Current

The seminar is held on Tuesdays from 11 to 12 and is organised by Sabrina Kunzweiler and Maxime Bombar. Unless stated otherwise it takes place in room 2 of IMB. To get announcements, you can subscribe to the mailing list of the Bordeaux number theory seminars. Last minute changes may appear first on the IMB website.

• 2026-06-02
  11:00
  Salle 2
  Marc Houben (CANARI)
  Arithmetic dynamics of algebraic groups
  The Artin-Mazur zeta function is a formal power series that counts the periodic points of a discrete dynamical system. Hinkannen established its rationality for any rational map on the projective line over an algebraically closed field of characteristic zero. The situation in positive characteristic is more delicate, and much less is known. We consider particular classes of discrete dynamical systems arising from endomorphisms of algebraic groups in characteristic $p$. By studying complex analytic properties of the zeta function, we show that, in some cases, rationality is rather the exceptional case.
• 2026-06-09
  11:00
  Salle 2
  Mickaël Montessinos (Eötvös Loránd University)

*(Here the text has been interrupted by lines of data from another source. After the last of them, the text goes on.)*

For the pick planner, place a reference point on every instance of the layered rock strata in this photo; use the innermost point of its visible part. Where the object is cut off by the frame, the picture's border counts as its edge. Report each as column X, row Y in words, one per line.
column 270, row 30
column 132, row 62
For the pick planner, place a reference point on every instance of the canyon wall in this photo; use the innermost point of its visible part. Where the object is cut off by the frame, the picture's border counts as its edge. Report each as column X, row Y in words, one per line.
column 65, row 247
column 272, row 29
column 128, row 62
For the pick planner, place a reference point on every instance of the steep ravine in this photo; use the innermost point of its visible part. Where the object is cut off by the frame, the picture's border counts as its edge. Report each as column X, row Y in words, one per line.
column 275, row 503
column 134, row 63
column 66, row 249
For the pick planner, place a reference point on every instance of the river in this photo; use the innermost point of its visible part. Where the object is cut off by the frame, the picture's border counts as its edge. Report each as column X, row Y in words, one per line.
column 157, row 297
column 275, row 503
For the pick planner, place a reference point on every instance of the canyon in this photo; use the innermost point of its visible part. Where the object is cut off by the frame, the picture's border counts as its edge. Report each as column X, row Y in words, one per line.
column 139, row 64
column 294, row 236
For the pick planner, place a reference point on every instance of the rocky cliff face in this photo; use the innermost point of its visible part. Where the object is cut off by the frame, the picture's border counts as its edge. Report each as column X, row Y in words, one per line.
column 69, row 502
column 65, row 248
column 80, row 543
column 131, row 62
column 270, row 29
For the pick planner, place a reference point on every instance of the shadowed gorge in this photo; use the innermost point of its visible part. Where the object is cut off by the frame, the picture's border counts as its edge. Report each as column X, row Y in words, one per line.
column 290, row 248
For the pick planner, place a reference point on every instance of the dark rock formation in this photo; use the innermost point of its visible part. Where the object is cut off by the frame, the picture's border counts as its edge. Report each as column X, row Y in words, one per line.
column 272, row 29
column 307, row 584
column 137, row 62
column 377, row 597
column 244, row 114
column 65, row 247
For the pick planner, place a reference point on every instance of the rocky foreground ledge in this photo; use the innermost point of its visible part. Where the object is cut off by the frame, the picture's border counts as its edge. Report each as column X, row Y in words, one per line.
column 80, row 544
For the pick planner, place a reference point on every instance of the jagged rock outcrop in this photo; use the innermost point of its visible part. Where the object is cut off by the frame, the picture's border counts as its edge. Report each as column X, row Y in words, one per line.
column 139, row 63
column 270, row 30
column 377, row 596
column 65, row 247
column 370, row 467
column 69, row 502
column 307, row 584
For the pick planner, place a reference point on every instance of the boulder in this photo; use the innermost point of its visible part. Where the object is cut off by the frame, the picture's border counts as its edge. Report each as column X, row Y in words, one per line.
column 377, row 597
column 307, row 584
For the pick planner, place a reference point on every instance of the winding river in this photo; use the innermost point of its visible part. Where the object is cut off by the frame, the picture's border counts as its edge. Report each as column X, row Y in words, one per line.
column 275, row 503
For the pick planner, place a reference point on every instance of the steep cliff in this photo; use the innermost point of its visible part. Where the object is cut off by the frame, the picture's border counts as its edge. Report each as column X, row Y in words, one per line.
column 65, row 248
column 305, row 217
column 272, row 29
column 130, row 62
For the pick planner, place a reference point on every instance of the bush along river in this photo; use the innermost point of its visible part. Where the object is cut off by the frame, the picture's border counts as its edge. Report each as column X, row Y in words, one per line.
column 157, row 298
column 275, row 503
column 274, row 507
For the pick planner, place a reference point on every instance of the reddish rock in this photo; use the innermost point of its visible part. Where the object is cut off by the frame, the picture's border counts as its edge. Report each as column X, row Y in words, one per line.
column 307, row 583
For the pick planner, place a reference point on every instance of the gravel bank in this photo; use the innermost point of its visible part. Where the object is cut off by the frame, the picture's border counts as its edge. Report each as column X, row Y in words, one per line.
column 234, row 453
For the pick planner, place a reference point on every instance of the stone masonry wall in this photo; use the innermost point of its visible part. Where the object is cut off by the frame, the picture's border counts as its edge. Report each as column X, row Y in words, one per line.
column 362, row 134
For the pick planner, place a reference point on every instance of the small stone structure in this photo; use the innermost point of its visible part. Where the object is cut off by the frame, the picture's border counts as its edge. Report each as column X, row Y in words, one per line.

  Computing isomorphisms to matrix algebras using Amitsur cohomology
  Computing isomorphisms to matrix algebras has become an essential tool in conversions between representations of endomorphism rings of abelian varieties over finite fields. We present an approach relying on Amitsur cohomology, which yields a polynomial reduction to the computation of S-units in number fields.
• 2026-06-16
  11:00
  Salle 2
  Péter Kutas (Eötvös Loránd University)
  Algebraic aspects of superspecial abelian surfaces with RM and CM
  The Ibukiyama-Katsura-Oort correspondence establishes an algebraic framework for principally polarized superspecial abelian surfaces. This framework is powerful enough such that surfaces with extra structures can also be incorporated. We will discuss abelian varieties with real multiplication (an embedding of a totally real quadratic order into the endomorphism ring in a way that the image is symmetric with respect to the Rosati involution) and complex multiplication (an embedding of a quartic CM order which is stable under Rosati). Surfaces with RM admit a Deuring-like correspondence and we show how this can be used to solve algebraic pathfinding for surfaces with RM that have strict class number 1. Surfaces with CM give rise to the Shimura class group action that can be defined even in characteristic $p$ and we provide some cryptographic and number theoretic applications of it.